Nella capitale russa è arrivata Terna, e l’azienda italiana leader nella trasmissione di energia è sbarcata al Mamm, Museo delle Arti Multimediali di Mosca, con i vincitori della terza edizione del suo prestigioso premio. Al pubblico del museo più in voga della città, il presidente di Terna, Luigi Roth, e l’Ambasciatore d’Italia, Antonio Zanardi Landi, hanno illustrato le motivazioni della trasferta russa di Terna e la politica di un’azienda che ha deciso di investire nella cultura contemporanea. Presenti anche quattro artisti cinesi, i vincitori della scorsa edizione del premio. Gli artisti di Shanghai hanno passato il testimone ai colleghi russi, che potranno prendere parte all’edizione del 2012.

Dopo l’arte contemporanea, ecco i gioielli: in Denezhnij Pereulok 5 si è tenuta la presentazione dei manufatti di Lucia Odescalchi e di Carlo Luca della Quercia. Stili e materiali diversi uniti per una volta nelle sale dell’Ambasciata, decorate per l’occasione da muschi e margherite, in un immaginario giardino all’italiana. Entusiaste le ospiti, le dame della società moscovita, grandi amanti del design italiano. Design che ha fatto da protagonista anche alla diciassettesima fiera “Arkh Moskva”, inaugurata dall’Ambasciatore d’Italia assieme alla III Biennale di Architettura di Mosca: un nuovo successo per il Made in Italy, che in questa importante sede ha illustrato il meglio delle più ingegnose soluzioni italiane.

La serata al Mamm di Mosca (Foto: Ufficio stampa)

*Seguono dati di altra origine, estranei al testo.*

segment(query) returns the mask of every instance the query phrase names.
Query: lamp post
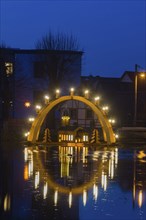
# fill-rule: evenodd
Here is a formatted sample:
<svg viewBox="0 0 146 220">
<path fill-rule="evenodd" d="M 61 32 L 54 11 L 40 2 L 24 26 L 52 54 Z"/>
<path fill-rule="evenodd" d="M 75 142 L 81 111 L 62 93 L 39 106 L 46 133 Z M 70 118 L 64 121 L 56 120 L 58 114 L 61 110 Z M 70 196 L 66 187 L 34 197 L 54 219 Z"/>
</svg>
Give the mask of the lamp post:
<svg viewBox="0 0 146 220">
<path fill-rule="evenodd" d="M 138 74 L 142 76 L 145 75 L 144 73 L 138 72 L 138 68 L 141 68 L 138 64 L 135 64 L 135 77 L 134 77 L 134 123 L 133 125 L 136 126 L 137 122 L 137 93 L 138 93 Z"/>
<path fill-rule="evenodd" d="M 137 69 L 138 69 L 138 65 L 135 64 L 135 78 L 134 78 L 134 126 L 136 126 L 136 119 L 137 119 Z"/>
</svg>

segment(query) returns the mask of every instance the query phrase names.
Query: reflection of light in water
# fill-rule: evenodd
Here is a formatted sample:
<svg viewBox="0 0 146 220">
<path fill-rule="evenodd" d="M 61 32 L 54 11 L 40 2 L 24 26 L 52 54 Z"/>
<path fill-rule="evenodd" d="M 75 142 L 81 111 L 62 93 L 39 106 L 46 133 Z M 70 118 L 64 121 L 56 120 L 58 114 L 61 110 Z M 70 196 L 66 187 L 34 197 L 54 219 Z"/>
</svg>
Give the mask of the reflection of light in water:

Così hanno fatto le cento e più aziende sbarcate a Ufa, capitale del Bashkortostan, nella ventesima task force italo-russa sui distretti industriali e le piccole e medie imprese: in meno di due giorni sono stati presentati complessivamente quasi duecento progetti nei più importanti settori dell’economia, dal chimico-farmaceutico, al creditizio, all’agroalimentare, senza dimenticare la lavorazione degli idrocarburi e l’arredamento. E per la prima volta i cittadini del Bashkortostan non dovranno recarsi fino a Mosca per ottenere un visto per il Belpaese: a Ufa è stato inaugurato il Centro Visti italiano, il primo in città di un Paese europeo.